Recently Adopted Accounting Standards
Defined Benefit Plans
Effective January 1, 2021, we adopted ASU 2018-14, Compensation – Retirement Benefits – Defined Benefit Plans – General (Subtopic 715-20): Disclosure Framework – Changes to the Disclosure Requirements for Defined Benefit Plans, on a retrospective basis. This update amends ASC 715 to remove disclosures that are no longer considered cost beneficial, clarifies the specific requirements of disclosures, and adds disclosure requirements identified as relevant to defined benefit pension and other postretirement plans. The ASU’s changes related to disclosures are part of the FASB’s disclosure framework project. Adoption of the new standard did not have a material impact on the Company’s consolidated financial statements.
Simplifying the Accounting for Income Taxes

Effective January 1, 2021, we adopted ASU 2019-12, Simplifying the Accounting for Income Taxes (Topic 740). This ASU is intended to simplify various aspects related to accounting for income taxes. ASU 2019-12 removes certain exceptions to the general principles in Topic 740 and also clarifies and amends existing guidance to
improve consistent application. The adoption of this standard did not have a material effect on the Company’s consolidated financial statements.
Investments - equity securities; Investments—Equity Method and Joint Ventures; Derivatives and Hedging
Effective January 1, 2021, we adopted ASU 2020-01, Investments—Equity Securities (Topic 321), Investments—Equity Method and Joint Ventures (Topic 323), and Derivatives and Hedging (Topic 815). The amendments in this ASU clarify the interaction between the accounting for investments in equity securities, equity method investments and certain derivatives instruments. The ASU is expected to reduce diversity in practice and increase comparability of the accounting for these interactions. The adoption of this ASU did not have an impact on the Company’s consolidated financial statements.

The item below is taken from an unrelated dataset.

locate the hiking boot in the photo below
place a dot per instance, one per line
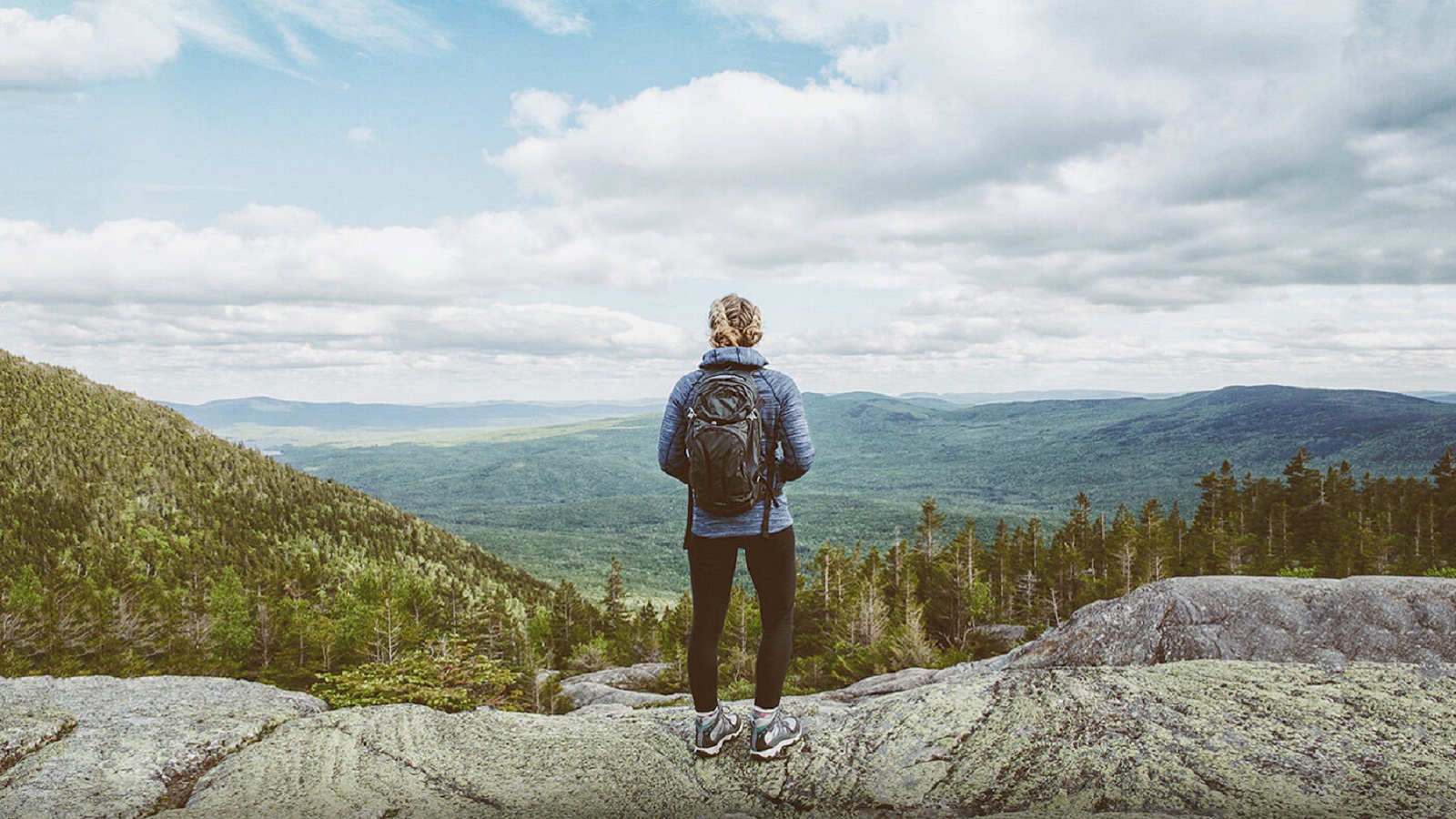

Future Adoption of Accounting Standards
Reference Rate Reform
In March 2020, the FASB issued ASU 2020-04, Reference Rate Reform (Topic 848). This ASU contains practical expedients for reference rate reform related activities that impact debt, leases, derivatives and other contracts. The guidance in ASU 2020-04 is optional and may be elected over time as reference rate reform activities occur. During the first quarter of 2020, the Company has elected to apply the hedge accounting expedients related to probability and the assessments of effectiveness for future LIBOR-indexed cash flows to assume that the index upon which future hedged transactions will be based matches the index on the corresponding derivatives. Application of these expedients preserves the presentation of derivatives consistent with past presentation. The Company continues to evaluate the impact of the guidance and may apply other elections as applicable as additional changes in the market occur.